M. Bruno Millienne (Dem). Vous soulevez un sujet important, madame Batho, et Mme la rapporteure a raison de dire que certaines décisions de justice ne sont pas respectées. Ce n’est pas normal, et il revient à l’État de faire appliquer ces jugements.

Si vous interdisez toute mesure de régularisation, vous modifiez beaucoup le code de l’urbanisme : celui-ci autorise les régularisations si elles sont qualifiées, justifiées et conformes aux décisions de justice. C’est un problème juridictionnel, l’adoption de l’amendement n’améliorerait pas la situation par miracle. Sur le fond, vous avez raison, mais l’amendement n’est pas en mesure de résoudre le problème.

La commission rejette successivement le sous-amendement et l’amendement.

Amendement CD31 de Mme Delphine Batho

Mme Delphine Batho (Écolo-NUPES). Cet amendement de transparence vise à garantir la publication des données relatives à l’usage économique de l’eau par le secteur agricole. L’objectif est d’obtenir les volumes d’eau prélevés par exploitation et la nature des cultures irriguées.

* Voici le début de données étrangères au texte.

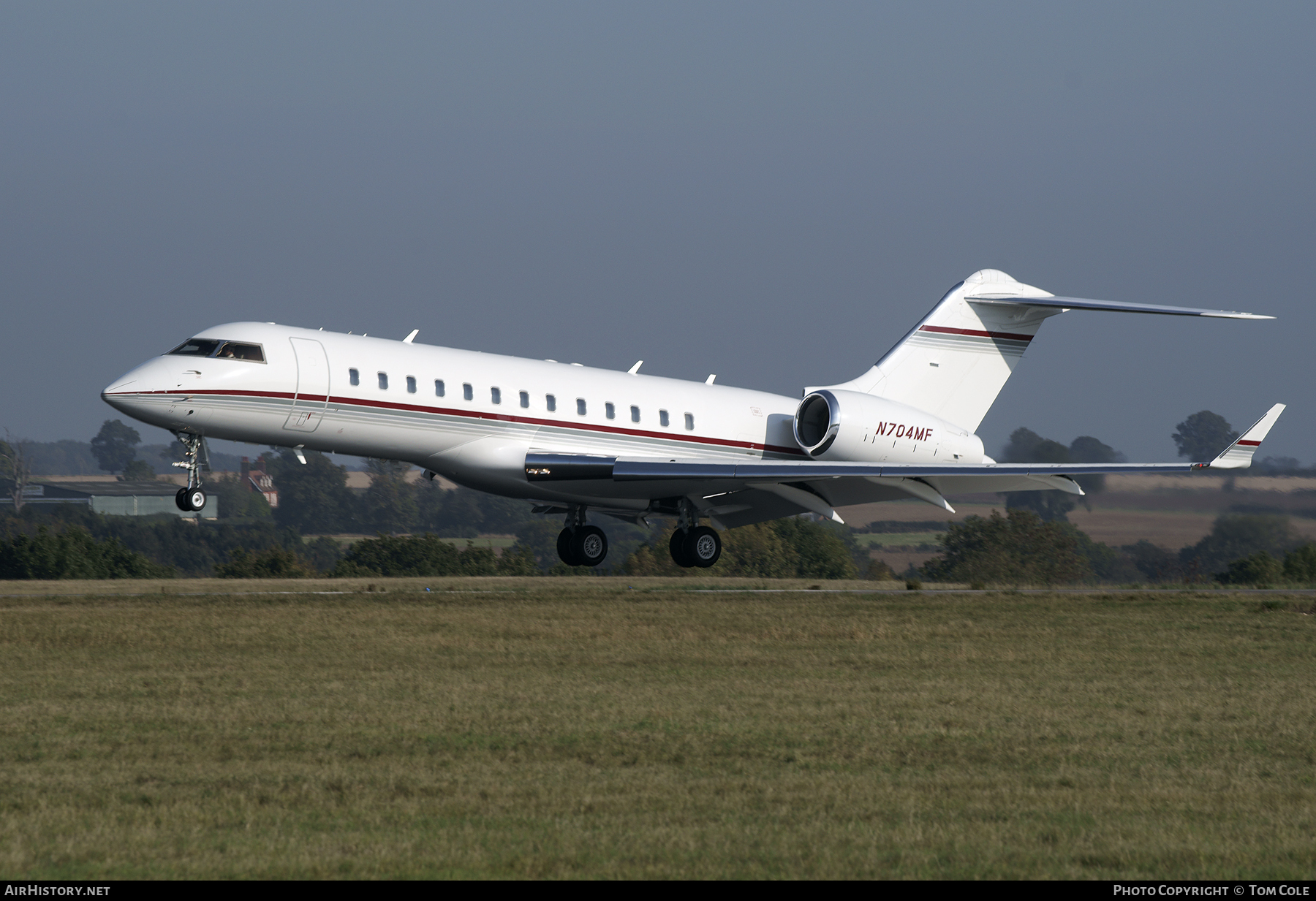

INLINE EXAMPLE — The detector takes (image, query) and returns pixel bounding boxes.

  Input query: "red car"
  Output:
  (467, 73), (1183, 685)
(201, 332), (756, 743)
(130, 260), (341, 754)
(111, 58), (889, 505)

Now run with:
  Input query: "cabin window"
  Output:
(216, 341), (265, 363)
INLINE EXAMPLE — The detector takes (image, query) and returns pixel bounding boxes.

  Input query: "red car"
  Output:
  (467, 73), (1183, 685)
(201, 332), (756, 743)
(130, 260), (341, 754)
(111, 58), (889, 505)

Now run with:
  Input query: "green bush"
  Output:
(923, 508), (1094, 585)
(1285, 542), (1316, 585)
(214, 544), (316, 579)
(1216, 551), (1285, 587)
(329, 534), (540, 577)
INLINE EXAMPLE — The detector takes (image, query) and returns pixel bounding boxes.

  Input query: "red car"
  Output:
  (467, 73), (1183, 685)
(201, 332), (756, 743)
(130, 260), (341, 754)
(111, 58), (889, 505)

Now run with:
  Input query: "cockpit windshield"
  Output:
(168, 338), (265, 363)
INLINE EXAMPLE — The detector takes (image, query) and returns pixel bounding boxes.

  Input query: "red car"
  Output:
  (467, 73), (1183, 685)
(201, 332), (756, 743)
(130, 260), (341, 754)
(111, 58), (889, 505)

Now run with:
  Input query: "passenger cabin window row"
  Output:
(349, 370), (695, 431)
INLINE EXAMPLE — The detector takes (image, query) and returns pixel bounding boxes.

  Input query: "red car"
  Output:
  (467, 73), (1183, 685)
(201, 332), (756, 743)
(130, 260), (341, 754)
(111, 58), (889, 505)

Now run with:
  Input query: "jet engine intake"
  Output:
(793, 388), (983, 465)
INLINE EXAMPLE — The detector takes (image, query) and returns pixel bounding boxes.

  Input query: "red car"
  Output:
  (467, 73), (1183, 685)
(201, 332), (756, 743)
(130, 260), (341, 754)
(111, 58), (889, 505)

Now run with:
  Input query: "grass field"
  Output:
(0, 579), (1316, 878)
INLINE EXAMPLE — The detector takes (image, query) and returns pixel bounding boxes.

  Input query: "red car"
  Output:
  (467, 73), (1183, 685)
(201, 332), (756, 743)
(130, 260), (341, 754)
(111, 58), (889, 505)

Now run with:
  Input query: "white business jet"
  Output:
(102, 270), (1285, 567)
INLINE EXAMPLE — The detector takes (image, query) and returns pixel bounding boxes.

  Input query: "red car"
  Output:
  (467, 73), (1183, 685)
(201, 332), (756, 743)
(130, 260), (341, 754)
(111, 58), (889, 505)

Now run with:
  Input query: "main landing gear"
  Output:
(558, 500), (722, 569)
(174, 431), (209, 513)
(668, 498), (722, 569)
(558, 506), (608, 567)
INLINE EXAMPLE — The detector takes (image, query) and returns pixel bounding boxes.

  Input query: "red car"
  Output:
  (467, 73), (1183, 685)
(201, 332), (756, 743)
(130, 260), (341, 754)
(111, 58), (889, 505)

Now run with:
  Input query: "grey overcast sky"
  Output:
(0, 1), (1316, 463)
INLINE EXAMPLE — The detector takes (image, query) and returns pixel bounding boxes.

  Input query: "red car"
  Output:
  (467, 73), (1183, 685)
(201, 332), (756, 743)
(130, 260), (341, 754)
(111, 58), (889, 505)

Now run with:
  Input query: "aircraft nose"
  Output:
(100, 360), (166, 419)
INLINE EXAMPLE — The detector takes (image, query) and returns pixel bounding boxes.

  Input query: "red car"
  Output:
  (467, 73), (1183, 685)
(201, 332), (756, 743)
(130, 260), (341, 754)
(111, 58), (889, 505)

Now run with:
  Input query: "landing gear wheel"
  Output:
(571, 526), (608, 566)
(668, 529), (695, 569)
(683, 526), (722, 569)
(558, 529), (581, 566)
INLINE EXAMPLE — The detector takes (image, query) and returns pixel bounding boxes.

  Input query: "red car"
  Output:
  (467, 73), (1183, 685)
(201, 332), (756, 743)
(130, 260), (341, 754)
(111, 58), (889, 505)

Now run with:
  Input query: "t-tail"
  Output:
(831, 270), (1274, 431)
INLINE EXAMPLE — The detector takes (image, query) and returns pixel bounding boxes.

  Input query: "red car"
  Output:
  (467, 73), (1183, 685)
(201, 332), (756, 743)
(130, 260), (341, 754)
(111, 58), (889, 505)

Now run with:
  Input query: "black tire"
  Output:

Mme Clémence Guetté, rapporteure. Le manque de données sur les prélèvements d’eau effectués pour un usage agricole est incontestable. Cette opacité a conduit, là aussi, à des condamnations en justice : France nature environnement (FNE) a fait condamner la Compagnie d’aménagement des coteaux de Gascogne (CACG), grand acteur du développement de l’irrigation et des bassines, pour non‑respect des débits d’étiage – la décision définitive a été rendue par la Cour de cassation en 2019 ; autre exemple, le Conseil d'État a enjoint l’État à fournir à l’association Nature environnement 17 des données que celle-ci réclamait depuis trois ans sur les volumes attribués aux agriculteurs irrigants, alors que la préfecture est censée publier un rapport annuel sur le sujet.

Il est nécessaire d’améliorer la transparence et l’information publique : l’idée du moratoire visait à provoquer un moment de réflexion démocratique sur les usages, parfois conflictuels, de l’eau, dans un contexte de raréfaction de la ressource. Cette discussion doit être éclairée par des données et des informations publiques. Je suis donc favorable à l’amendement.

La commission rejette l’amendement.

Amendement CD32 de Mme Delphine Batho et sous-amendement CD51 de M. Pierre Meurin

Mme Delphine Batho (Écolo-NUPES). Cet amendement revient sur les dispositions de la loi du 28 décembre 2016 de modernisation, de développement et de protection des territoires de montagne, qui visent à déployer une politique généralisée de stockage de l’eau pour l’irrigation.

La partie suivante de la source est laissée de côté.